P. had her gloves on. She had volunteered to do the hardest part--the taking of the rooster’s life--and she was wielding the knife calmly and expertly. Chris and Julie had taught her well. Chris referred to her formally and with respect. P. felt for the jaw bone, and moved the surprisingly-effective armor of feathers aside. She put the sharpened blade to the chicken’s neck but something stopped her. “I can’t . . . I can’t get it, I don’t think. I don’t . . . ”
Chris stepped in and said in a low and steady voice, “Here, hand it to me.” He made murmurs of comfort--for the rooster, for his daughter--and without delay he made the small cuts. Swiftly and deeply.
I said, “oh.” And we were quiet, and we bore solemn witness to the death throes. I held the rooster’s legs tightly together and steadied its back with my hand.
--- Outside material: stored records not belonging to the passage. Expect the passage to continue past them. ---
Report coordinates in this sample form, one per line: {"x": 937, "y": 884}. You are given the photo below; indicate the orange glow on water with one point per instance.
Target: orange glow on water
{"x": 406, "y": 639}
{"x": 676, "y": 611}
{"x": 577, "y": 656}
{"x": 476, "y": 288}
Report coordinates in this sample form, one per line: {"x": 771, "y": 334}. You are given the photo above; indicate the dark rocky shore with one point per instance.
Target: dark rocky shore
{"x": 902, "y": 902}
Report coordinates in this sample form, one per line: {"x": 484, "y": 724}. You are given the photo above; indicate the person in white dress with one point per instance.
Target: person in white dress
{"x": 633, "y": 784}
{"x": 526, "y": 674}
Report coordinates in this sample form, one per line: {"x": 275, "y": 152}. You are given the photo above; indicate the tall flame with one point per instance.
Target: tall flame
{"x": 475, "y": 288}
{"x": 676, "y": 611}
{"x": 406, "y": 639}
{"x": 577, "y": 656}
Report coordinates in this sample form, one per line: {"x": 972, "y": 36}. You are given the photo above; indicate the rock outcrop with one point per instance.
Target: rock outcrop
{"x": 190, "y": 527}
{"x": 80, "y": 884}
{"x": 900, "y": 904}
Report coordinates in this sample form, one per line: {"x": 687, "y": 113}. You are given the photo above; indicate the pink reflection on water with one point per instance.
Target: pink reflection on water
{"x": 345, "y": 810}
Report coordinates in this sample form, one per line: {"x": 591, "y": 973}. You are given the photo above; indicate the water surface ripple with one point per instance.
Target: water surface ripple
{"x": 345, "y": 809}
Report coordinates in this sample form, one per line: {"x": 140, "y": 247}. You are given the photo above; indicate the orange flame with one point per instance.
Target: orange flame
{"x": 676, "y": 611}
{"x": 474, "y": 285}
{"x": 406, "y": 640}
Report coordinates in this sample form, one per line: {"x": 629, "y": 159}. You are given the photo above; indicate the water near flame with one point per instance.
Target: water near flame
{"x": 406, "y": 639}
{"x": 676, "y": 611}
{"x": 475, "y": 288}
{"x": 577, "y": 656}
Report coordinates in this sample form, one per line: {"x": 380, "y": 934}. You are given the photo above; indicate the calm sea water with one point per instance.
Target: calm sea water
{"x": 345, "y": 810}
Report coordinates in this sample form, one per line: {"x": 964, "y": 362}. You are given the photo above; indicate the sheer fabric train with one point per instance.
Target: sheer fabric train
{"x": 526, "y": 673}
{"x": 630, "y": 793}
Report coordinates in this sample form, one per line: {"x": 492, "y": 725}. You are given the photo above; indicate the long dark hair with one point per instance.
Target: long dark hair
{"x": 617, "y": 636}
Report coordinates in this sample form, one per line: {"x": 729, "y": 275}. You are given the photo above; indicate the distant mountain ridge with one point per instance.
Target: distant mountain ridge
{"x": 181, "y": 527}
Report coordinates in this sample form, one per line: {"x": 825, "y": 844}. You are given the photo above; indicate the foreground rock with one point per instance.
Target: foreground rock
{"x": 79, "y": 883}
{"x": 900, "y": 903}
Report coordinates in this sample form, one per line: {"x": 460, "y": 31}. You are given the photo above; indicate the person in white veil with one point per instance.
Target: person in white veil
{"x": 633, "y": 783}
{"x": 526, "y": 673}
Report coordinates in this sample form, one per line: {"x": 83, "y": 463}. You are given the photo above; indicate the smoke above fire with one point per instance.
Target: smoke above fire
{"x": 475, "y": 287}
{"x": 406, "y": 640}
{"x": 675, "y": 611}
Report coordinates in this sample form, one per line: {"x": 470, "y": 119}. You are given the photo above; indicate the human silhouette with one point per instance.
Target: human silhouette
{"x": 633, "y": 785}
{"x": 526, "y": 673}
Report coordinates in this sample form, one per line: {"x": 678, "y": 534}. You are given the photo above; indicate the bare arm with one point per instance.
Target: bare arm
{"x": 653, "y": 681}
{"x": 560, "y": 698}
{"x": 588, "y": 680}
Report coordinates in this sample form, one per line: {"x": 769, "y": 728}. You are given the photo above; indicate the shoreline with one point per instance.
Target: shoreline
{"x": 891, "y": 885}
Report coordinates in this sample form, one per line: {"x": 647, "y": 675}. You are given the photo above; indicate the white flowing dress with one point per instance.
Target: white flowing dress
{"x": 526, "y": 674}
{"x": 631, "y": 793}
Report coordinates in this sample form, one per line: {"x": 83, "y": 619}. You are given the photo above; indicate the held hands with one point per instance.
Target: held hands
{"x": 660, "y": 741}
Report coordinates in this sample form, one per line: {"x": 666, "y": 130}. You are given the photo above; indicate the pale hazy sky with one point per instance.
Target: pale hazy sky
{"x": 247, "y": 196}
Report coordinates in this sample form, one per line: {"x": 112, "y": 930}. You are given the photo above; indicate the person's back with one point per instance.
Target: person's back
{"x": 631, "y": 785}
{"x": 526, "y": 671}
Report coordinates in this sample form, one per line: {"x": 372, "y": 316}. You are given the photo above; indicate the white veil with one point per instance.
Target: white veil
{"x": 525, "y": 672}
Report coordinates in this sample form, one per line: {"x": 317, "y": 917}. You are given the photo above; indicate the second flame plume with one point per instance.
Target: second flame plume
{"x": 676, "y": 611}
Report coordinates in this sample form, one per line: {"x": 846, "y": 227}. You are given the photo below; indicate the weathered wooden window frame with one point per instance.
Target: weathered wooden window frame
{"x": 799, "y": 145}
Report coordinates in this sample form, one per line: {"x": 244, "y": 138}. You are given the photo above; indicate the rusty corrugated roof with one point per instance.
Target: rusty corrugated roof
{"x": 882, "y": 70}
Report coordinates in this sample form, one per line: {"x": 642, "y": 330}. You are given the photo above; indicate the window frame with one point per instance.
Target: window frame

It wasn’t as bloody as I thought it would be. P. was okay. She looked up at me and we kept eye contact for a moment, before she looked back down at the rooster.
The next step was to remove the head cleanly, and then dip the bird into the scalding water. This helps with the bacteria, and prepares it for plucking. We worked quickly, side by side, taking off the feathers as thoroughly as we could. I was good at this, it turns out. It didn’t bother me so much. We talked--about chickens, about their feathers and the functions of them, about the anatomy we were working with. Both male and female chickens have an oil gland near their vent, which they use in preening to promote water-resistance. That needs to be removed, and the feet as well. Chris and Julie make stock from the feet--it gives the broth body and substance. We cleaned everything thoroughly. We were fast and careful. The smells were strangely familiar, and only mildly unpleasant. The scientist in me found it all interesting: the big bulging gullet at the top, the feeling of the torso and the joints.
While we were doing this, a neighbor came home and shouted hello, made a quick bark of nervous laughter and a hasty exit.
Then it was time for the next rooster. P. went off to the side of the house to catch him. He was louder than the first one, and I hoped deeply that it wasn’t because he was afraid. We gave him his yard time, and we talked and laughed lightly, admiring his spirit. I changed to a new set of gloves, and P. handed me her knife and said, “do you want to do it?”
Want is a strange word, I said. But it seemed right and okay, and I took the knife from her. When he was readied and in place, I looked at his rooster eyes and I said to Chris, “what hippies we are, caring so much!” And Chris laughed and said, “I think we’re hereby voted off the island.”
And I would like to say it was hard, but it was not. I knew this had been a righteous life for this rooster, and that all of him would be used, and that his death would come swiftly and mercifully. I made one cut, and then another.